Crea Carrillo noche inolvidable

186
Carrillo

ERIKA P BUZIO /
AGENCIA REFORMA
Ciudad de México

Del rigor y la belleza de Petipa a uno de los pilares del neoclásico Balanchine. Junto con la danza contemporánea con uno de sus más celebrados coreógrafos, el israelí Itzik Galili, quien atestiguaba el estreno en México de su pieza El sofá: un triángulo amoroso de sorpresivo desenlace, a cargo de Elisa Carrillo y Mikhail Kaniskin, su pareja arriba y abajo del escenario.

Era el afortunado cierre de la primera parte del programa donde ya habían deslumbrado juntos con el “Pas de deux” del primer acto de Onegin, de John Cranko. Una sección que incluyó clásicos como El corsario y El Cascanueces.

Carrillo tenía asegurada la solvencia de los intérpretes, bailarines de prestigiosas compañías de danza como el Ballet Bolshoi, el Teatro Mariinsky, el Ballet de Stuttgart y el New York City Ballet para la sexta edición de su gala internacional Elisa y Amigos.

Los boletos se agotaron con antelación para la función en el Palacio de Bellas Artes en que rendiría homenaje a la fundadora del Ballet Folclórico de México, Amalia Hernández, en su centenario.

Elisa Carrillo apareció en el escenario con un vestido amarillo, estilizado, para unirse a la compañía en Sones de Michoacán, una coreografía de Hernández. Y detrás suyo, los músicos. La sala estalló en aplausos.

El retrato de Amalia Hernández imperaba en el centro del escenario. El gran final para una velada de casi tres horas de espectáculo.

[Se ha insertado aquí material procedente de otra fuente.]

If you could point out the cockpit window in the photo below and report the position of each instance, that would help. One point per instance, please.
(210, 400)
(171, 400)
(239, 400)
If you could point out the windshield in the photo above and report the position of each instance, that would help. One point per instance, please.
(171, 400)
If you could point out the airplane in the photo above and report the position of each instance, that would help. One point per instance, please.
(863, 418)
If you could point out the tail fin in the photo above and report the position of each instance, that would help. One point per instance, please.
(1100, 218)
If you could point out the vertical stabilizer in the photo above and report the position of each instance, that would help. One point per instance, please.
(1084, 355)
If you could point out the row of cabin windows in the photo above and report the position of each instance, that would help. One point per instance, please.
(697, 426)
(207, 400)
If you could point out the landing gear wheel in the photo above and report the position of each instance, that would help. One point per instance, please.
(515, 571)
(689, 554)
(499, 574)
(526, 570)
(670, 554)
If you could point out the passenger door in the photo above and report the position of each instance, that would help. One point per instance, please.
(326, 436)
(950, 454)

Los hijos de Amalia Hernández, Viviana Basanta y José Luis Martínez subieron al escenario al final de la celebración. Y el público coreaba: “Viva México, viva” con la música de fondo y los bailarines de ballet mezclados con los bailarines del Ballet Folclórico.

El telón caía y Elisa Carrillo se iba entre aplausos después de una noche memorable.